Analysis of landlord property holdings by type, financing method, and owner category

Chart Section5 Holdings
Key Insight
Investors own 4,855 homes in Kenosha County, with individual landlords holding a dominant 69.1% share.
Detailed Findings

Investors hold a significant footprint in Kenosha County, owning 4,855 single-family residential properties, which constitutes 10.6% of the total 45,834 SFRs in the market.

The ownership landscape is overwhelmingly shaped by private individuals rather than corporations. Individual landlords own 3,355 properties, accounting for 69.1% of the investor portfolio, more than double the 1,542 properties (31.8%) held by companies.

This individual dominance extends to the number of entities, with 4,165 individual landlords outnumbering the 1,130 company landlords by a ratio of nearly 4 to 1.

A key financial characteristic of this market is a strong preference for cash ownership. Landlords hold 4,180 properties with cash, a staggering 6.2 times more than the 675 properties that are financed, indicating a low-risk, unleveraged investment strategy is common.

The portfolio is clearly business-oriented, with 4,710 of the 4,855 properties classified as rented. This 97.0% rental rate demonstrates that these properties are active investments generating rental income, not held for personal or speculative use.

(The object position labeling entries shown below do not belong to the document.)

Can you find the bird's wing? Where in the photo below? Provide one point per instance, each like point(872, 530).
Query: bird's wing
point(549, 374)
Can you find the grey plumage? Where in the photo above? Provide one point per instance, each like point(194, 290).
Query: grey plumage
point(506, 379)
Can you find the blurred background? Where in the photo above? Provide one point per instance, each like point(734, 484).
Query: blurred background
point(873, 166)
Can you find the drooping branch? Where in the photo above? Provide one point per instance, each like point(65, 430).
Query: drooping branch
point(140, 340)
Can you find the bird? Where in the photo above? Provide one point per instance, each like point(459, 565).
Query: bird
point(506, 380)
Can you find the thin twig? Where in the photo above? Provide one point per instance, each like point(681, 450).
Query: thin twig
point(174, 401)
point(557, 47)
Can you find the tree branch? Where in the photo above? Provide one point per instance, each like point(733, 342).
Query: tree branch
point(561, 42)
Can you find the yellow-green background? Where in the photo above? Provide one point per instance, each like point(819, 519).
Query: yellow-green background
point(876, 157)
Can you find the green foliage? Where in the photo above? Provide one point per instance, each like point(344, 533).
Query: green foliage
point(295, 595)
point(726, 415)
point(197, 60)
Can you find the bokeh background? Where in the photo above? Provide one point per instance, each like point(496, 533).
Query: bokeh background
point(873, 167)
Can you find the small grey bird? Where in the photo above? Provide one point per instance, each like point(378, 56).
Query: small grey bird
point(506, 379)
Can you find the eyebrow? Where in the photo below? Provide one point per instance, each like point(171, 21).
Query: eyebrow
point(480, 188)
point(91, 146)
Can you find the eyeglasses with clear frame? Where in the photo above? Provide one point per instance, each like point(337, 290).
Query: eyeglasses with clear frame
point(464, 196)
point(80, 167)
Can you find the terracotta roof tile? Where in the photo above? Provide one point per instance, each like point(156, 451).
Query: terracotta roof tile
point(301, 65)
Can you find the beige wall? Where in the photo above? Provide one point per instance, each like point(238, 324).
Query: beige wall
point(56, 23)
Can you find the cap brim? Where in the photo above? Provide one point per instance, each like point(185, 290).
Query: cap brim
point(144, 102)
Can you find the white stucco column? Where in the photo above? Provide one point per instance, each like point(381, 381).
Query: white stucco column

Acquisition Timing & Pricing

Comparison of acquisition prices between landlords and traditional homeowners

Key Insight
Kenosha landlords paid a surprising 16.5% premium over homeowners in Q4 2025, averaging $51,210 more per home.
Detailed Findings

In a striking deviation from national trends, landlords in Kenosha County paid significantly more than traditional homeowners in Q4 2025. The average landlord acquisition price was $360,990, a 16.5% premium over the $309,780 paid by homeowners.

This price premium of $51,210 in Q4 is part of a year-long trend reversal. After securing a massive 32.8% discount in Q1 2025, landlords have consistently paid above homeowner prices for the subsequent three quarters.

The data reveals significant price appreciation in the investor market. The average landlord purchase price in 2025 ($337,065) is up 15.4% from the 2024 average ($292,046).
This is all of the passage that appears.